As of October 9, there have been 26,899 confirmed cases of COVID-19 and 409 associated fatalities. Further international spread of the virus is to be expected in the near term.


The first case of COVID-19 was reported on December 31 and the source of the outbreak has been linked to a wet market in Wuhan (Hubei province, China). Since then, human-to-human transmission of the virus has been confirmed.

Cases of the virus have been confirmed in numerous countries and territories worldwide. On March 11, the World Health Organization (WHO) declared the global outbreak a pandemic. Virus-screening and quarantining measures are being implemented at airports worldwide, as well as extensive travel restrictions.

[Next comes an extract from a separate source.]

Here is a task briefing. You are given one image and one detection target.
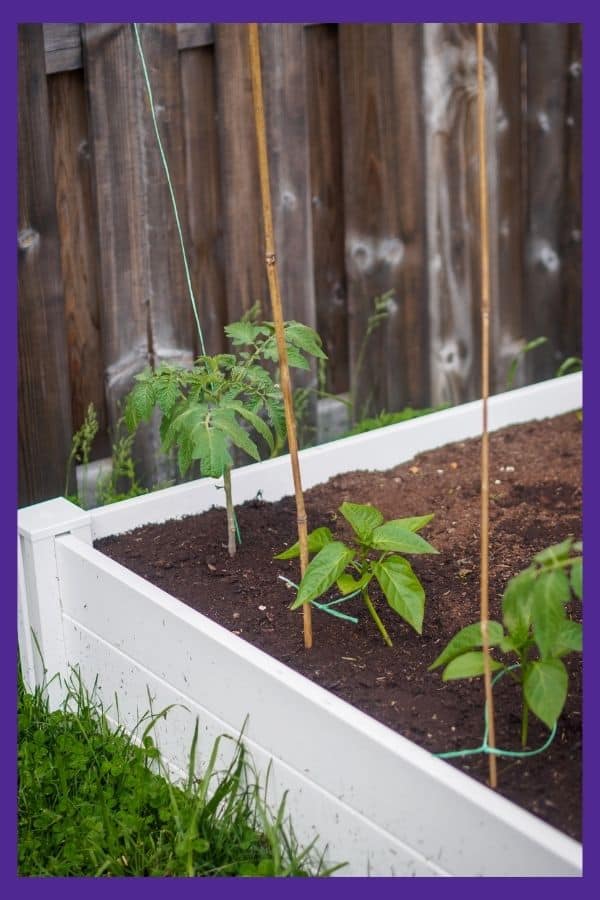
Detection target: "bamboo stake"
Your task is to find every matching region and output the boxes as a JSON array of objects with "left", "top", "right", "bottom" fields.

The most common symptoms of COVID-19 are fever, dry cough, and tiredness. Some patients may experience other symptoms such as body pains, nasal congestion, headache, conjunctivitis, sore throat, diarrhea, loss of taste or smell, or a rash on the skin or discoloration of fingers or toes. These symptoms (in most cases mild) appear gradually. Generally, most patients (around 80 percent) recover from the disease without being hospitalized.


Measures adopted by local authorities evolve quickly and are usually effective immediately. Depending on the evolution of the outbreak in other countries, authorities are likely to modify, at very short notice, the list of countries whose travelers are subject to border control measures or entry restrictions upon their arrival to the territory in question. It is advised to postpone non-essential travel due to the risk that travelers may be refused entry or be subject to quarantine upon their arrival or during their stay.

To reduce the general risk of transmission, travelers are advised to abide by the following measures:

  • Frequently clean hands by applying an alcohol-based hand rub or washing with soap and water.
  • When coughing and sneezing, cover mouth and nose with a flexed elbow or tissue; if used, throw the tissue away immediately and wash hands.
  • If experiencing a fever, cough, difficulty breathing, or any other symptoms suggestive of respiratory illness, including pneumonia, call emergency services before going to the doctor or hospital to prevent the potential spread of the disease.